A web designer is continuing her challenge to Colorado's public accommodation law, this time by asking a federal appeals court to defend her First Amendment right to share her personal beliefs on her own website.
Lorie Smith, who owns 303 Creative, has lost so far in her legal fight to overturn the Colorado Anti-Discrimination Act, the same state law that was used to punish Jack Phillips and his business, Masterpiece Cake Shop.
Smith is represented by Alliance Defending Freedom, which filed a brief this week with the 10th Circuit Court of Appeals to ask for the business owner’s right to create content that aligns with her own personal beliefs. That legal argument from ADF – turning down a customer’s request is not turning away the customer – has been a consistent theme of Phillips’ legal fight, since he has refused, for example, to create a bawdy cake for a bachelorette party.
Blaine Adamson, the Kentucky print shop owner, was similarly sued after he refused to fulfill an order for t-shirts celebrating a gay pride event. In his court fight, the business owner cited other orders he has turned down, too, such as t-shirts promoting a strip club.
Hence the court appeal filed by ADF begins:
The government should never force a Muslim artist to photograph pornography, a gay designer to create a website promoting one-man, onewoman marriage, or a Jewish PR professional to craft anti-Israel propaganda. Plaintiff-Appellant Lorie Smith seeks the same freedom here.
On the 303 Creative website, Smith’s work examples include an Easter service flyer, a church banner, and a poster advertising Jewish-related businesses.

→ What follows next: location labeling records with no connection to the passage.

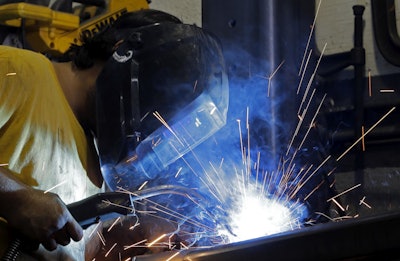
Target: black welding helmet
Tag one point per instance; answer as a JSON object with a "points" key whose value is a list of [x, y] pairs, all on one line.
{"points": [[163, 92]]}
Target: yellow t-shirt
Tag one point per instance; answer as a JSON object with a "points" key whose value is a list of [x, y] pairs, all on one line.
{"points": [[41, 141]]}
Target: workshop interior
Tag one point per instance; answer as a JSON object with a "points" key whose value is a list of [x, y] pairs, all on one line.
{"points": [[312, 127]]}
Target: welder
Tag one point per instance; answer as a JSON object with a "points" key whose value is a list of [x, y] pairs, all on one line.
{"points": [[60, 120]]}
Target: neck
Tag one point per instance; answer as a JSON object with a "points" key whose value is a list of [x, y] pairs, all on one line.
{"points": [[79, 89]]}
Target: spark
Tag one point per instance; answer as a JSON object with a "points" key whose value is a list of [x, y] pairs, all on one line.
{"points": [[362, 202], [113, 224], [310, 36], [272, 75], [156, 240], [174, 255], [143, 185], [344, 192], [368, 131], [95, 229], [386, 90], [363, 140], [101, 238], [304, 72], [369, 83], [109, 251], [59, 184], [136, 244]]}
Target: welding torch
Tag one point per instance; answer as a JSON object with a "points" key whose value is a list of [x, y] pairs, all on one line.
{"points": [[89, 211]]}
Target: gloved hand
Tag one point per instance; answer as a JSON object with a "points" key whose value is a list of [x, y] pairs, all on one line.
{"points": [[42, 218]]}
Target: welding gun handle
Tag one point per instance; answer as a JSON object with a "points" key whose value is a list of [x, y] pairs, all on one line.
{"points": [[100, 207]]}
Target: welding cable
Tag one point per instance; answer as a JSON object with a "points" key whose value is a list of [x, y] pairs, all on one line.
{"points": [[12, 251], [14, 248]]}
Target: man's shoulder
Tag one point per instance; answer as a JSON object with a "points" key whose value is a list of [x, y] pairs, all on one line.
{"points": [[21, 55]]}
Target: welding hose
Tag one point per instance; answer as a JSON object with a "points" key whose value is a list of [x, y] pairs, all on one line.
{"points": [[14, 248]]}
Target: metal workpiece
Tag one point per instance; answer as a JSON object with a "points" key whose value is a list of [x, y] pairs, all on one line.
{"points": [[372, 238]]}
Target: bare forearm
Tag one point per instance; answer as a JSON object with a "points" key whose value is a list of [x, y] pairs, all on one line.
{"points": [[11, 191]]}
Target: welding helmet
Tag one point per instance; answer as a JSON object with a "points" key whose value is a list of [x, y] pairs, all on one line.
{"points": [[163, 92]]}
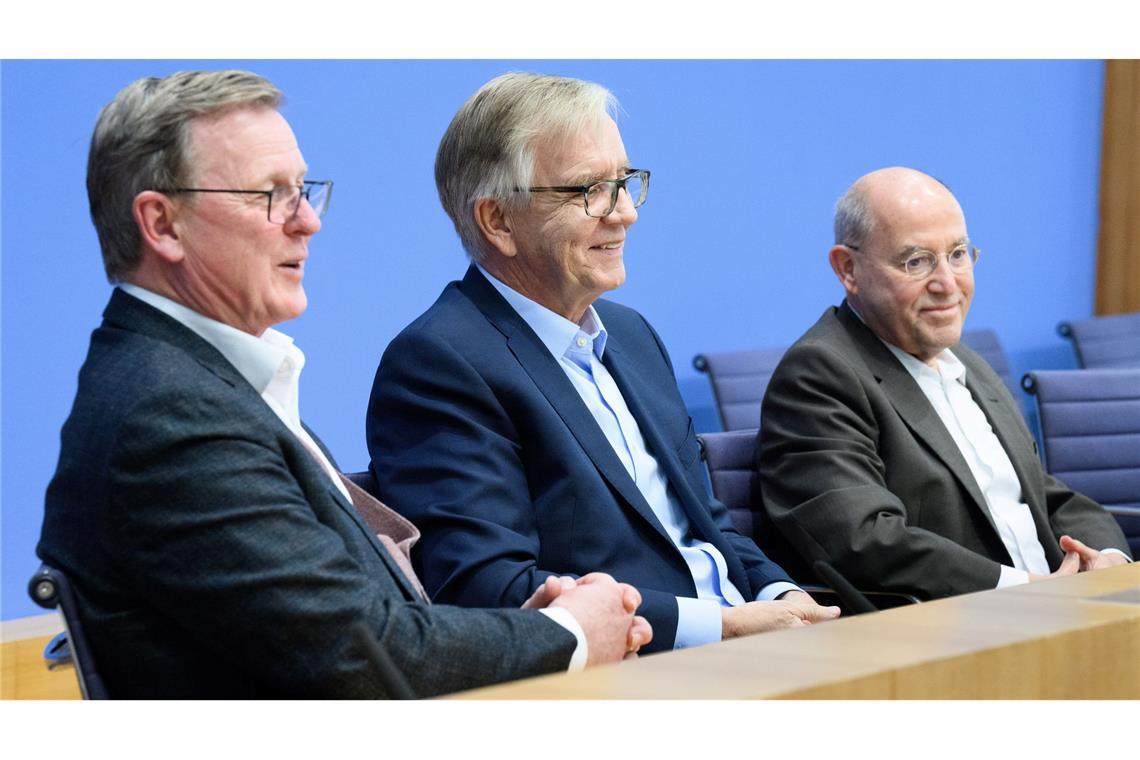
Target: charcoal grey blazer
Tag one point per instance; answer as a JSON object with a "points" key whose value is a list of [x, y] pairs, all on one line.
{"points": [[213, 557]]}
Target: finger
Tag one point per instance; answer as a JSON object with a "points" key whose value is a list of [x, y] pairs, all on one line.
{"points": [[1069, 565], [641, 634], [819, 614], [596, 578], [1069, 544], [630, 597]]}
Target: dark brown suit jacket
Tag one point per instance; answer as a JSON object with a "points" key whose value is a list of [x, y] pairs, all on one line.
{"points": [[855, 467]]}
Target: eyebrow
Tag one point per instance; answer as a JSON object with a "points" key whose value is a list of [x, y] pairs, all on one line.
{"points": [[586, 178], [909, 251]]}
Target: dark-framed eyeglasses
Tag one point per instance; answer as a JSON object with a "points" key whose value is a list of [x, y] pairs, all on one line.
{"points": [[284, 199], [920, 264], [601, 196]]}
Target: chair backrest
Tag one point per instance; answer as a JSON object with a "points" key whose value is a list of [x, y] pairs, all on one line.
{"points": [[1102, 342], [985, 344], [739, 380], [50, 589], [365, 480], [1090, 431], [731, 460]]}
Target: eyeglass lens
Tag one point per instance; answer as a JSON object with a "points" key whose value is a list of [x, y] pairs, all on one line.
{"points": [[286, 199], [602, 197]]}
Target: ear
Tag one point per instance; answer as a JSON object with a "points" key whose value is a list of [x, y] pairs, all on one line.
{"points": [[155, 215], [843, 263], [493, 221]]}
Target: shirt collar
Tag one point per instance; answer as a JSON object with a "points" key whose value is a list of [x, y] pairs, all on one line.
{"points": [[556, 333], [258, 359]]}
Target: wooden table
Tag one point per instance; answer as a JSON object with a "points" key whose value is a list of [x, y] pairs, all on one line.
{"points": [[24, 673], [1067, 638]]}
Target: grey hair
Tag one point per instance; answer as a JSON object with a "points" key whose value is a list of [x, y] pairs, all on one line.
{"points": [[141, 142], [488, 149], [854, 219]]}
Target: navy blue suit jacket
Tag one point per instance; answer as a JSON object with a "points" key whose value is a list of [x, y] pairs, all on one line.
{"points": [[213, 557], [479, 438]]}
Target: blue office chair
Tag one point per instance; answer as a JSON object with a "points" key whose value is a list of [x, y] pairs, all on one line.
{"points": [[1090, 431], [731, 460], [1102, 342], [985, 344], [50, 589], [739, 378]]}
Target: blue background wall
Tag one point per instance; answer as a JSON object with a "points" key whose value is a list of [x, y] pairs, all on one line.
{"points": [[730, 252]]}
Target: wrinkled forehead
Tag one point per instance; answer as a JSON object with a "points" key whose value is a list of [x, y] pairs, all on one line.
{"points": [[244, 144], [926, 217], [592, 140]]}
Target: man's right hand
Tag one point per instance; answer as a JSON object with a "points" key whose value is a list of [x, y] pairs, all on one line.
{"points": [[1071, 565], [604, 609], [757, 617]]}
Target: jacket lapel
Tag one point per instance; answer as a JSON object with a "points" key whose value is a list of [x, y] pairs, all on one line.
{"points": [[634, 391], [127, 312], [553, 384], [1008, 430], [913, 407]]}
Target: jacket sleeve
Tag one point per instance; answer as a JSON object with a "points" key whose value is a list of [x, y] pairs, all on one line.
{"points": [[231, 536]]}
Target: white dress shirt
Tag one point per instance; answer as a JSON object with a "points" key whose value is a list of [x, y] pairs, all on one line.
{"points": [[271, 364], [578, 349], [944, 385]]}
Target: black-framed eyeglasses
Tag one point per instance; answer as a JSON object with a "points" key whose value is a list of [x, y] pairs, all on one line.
{"points": [[920, 264], [284, 199], [601, 197]]}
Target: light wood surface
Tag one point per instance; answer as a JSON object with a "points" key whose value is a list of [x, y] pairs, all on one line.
{"points": [[1067, 638], [24, 673]]}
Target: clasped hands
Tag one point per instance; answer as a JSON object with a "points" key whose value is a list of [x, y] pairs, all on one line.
{"points": [[603, 607], [1080, 558]]}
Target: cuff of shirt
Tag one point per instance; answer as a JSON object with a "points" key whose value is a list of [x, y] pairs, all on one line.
{"points": [[1011, 577], [698, 622], [564, 618], [772, 590], [1110, 550]]}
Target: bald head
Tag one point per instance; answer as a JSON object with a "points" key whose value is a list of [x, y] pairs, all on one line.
{"points": [[884, 197], [884, 221]]}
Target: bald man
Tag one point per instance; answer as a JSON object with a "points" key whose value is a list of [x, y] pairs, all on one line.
{"points": [[893, 451]]}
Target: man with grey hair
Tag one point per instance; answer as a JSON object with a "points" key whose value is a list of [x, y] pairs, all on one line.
{"points": [[530, 428], [214, 548], [895, 452]]}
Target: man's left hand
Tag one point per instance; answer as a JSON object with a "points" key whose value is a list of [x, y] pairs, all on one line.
{"points": [[803, 601], [1091, 558]]}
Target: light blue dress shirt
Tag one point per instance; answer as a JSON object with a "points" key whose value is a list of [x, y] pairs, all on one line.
{"points": [[578, 349]]}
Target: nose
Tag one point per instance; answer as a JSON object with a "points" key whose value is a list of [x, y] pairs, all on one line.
{"points": [[624, 211], [943, 279], [304, 221]]}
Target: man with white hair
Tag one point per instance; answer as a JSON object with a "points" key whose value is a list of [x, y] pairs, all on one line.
{"points": [[214, 548], [530, 427]]}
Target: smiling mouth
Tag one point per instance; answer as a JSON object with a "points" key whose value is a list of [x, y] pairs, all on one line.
{"points": [[941, 310]]}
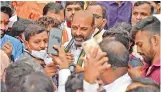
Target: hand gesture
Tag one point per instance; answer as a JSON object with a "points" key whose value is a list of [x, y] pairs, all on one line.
{"points": [[94, 65]]}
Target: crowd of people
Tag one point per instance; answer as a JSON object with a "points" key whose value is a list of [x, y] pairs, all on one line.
{"points": [[127, 58]]}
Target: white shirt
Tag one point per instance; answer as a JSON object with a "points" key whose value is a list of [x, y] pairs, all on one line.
{"points": [[63, 77], [119, 85]]}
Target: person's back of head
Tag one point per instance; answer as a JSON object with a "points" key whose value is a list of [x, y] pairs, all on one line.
{"points": [[6, 9], [138, 3], [36, 82], [120, 34], [14, 74], [33, 29], [143, 85], [116, 52], [74, 82], [19, 26], [56, 7]]}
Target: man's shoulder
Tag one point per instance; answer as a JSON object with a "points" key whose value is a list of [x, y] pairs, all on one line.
{"points": [[26, 58]]}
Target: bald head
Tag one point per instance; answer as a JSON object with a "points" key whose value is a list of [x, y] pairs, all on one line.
{"points": [[83, 16], [116, 52]]}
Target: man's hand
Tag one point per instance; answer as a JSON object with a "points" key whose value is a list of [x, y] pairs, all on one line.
{"points": [[7, 48], [135, 72], [50, 69], [79, 68], [61, 59], [94, 65]]}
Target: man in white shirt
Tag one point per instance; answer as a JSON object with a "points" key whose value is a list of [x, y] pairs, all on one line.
{"points": [[100, 20], [82, 29], [114, 74]]}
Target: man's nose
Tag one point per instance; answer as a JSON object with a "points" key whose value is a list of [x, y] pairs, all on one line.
{"points": [[42, 45], [78, 32]]}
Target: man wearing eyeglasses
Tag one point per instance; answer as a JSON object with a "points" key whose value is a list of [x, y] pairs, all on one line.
{"points": [[99, 13]]}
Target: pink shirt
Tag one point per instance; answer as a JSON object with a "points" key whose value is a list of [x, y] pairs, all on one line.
{"points": [[152, 71]]}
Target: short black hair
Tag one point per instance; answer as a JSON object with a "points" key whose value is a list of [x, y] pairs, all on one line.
{"points": [[52, 6], [36, 82], [81, 3], [14, 73], [33, 29], [151, 24], [46, 21], [116, 52], [74, 82], [7, 10], [138, 3], [102, 7], [19, 26], [120, 34]]}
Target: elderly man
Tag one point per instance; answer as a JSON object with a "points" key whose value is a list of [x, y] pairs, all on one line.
{"points": [[82, 29], [100, 20]]}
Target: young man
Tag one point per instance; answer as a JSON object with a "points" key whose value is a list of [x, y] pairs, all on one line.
{"points": [[36, 42], [141, 10], [147, 38], [100, 20], [70, 9], [10, 45], [54, 10]]}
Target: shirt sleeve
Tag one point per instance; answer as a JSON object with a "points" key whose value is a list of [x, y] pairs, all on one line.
{"points": [[87, 87], [63, 76]]}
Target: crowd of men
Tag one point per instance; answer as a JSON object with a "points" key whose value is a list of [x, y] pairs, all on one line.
{"points": [[127, 59]]}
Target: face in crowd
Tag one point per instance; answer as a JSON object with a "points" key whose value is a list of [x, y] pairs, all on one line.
{"points": [[70, 11], [82, 27], [98, 13]]}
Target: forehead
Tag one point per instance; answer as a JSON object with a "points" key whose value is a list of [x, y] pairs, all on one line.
{"points": [[95, 9], [73, 6], [142, 8], [142, 36], [43, 35], [82, 21], [4, 17]]}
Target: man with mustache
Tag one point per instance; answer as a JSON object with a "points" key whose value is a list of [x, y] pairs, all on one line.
{"points": [[146, 34], [81, 30]]}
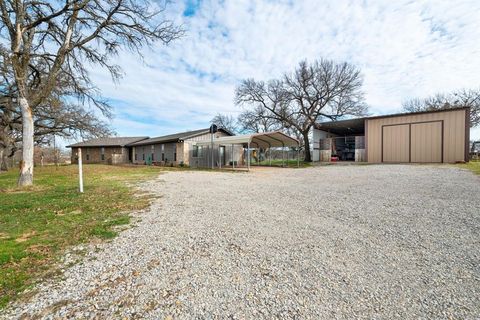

The artist-owner also states on the website that she uses her talent to honor God and therefore she is “selective” about the messages she creates.
“…while I will serve anyone,” she writes, “I am always careful to avoid communicating ideas or messages, or promoting events, products, services, or organizations, that are inconsistent with my religious beliefs.”
“Lorie selectively accepts projects, not clients,” the ADF brief states.
Colorado versus 'editorial freedom'
According to ADF, its 10th Circuit appeal is also asking court to reverse a portion of the Colorado state law that forbids Smith for posting that statement on her own website, which is described as an “attack on Lorie’s faith and editorial freedom” in the legal brief.
ADF attorney Jake Warner tells OneNewsNow that Smith witnessed Phillips’ legal fight against his own state government in 2016 and took action, working with ADF to file a pre-enforcement challenge.
"Lorie kind of saw the threat on the horizon,” Warner says, “and decided to try to figure out her constitutional rights before the state came after her.”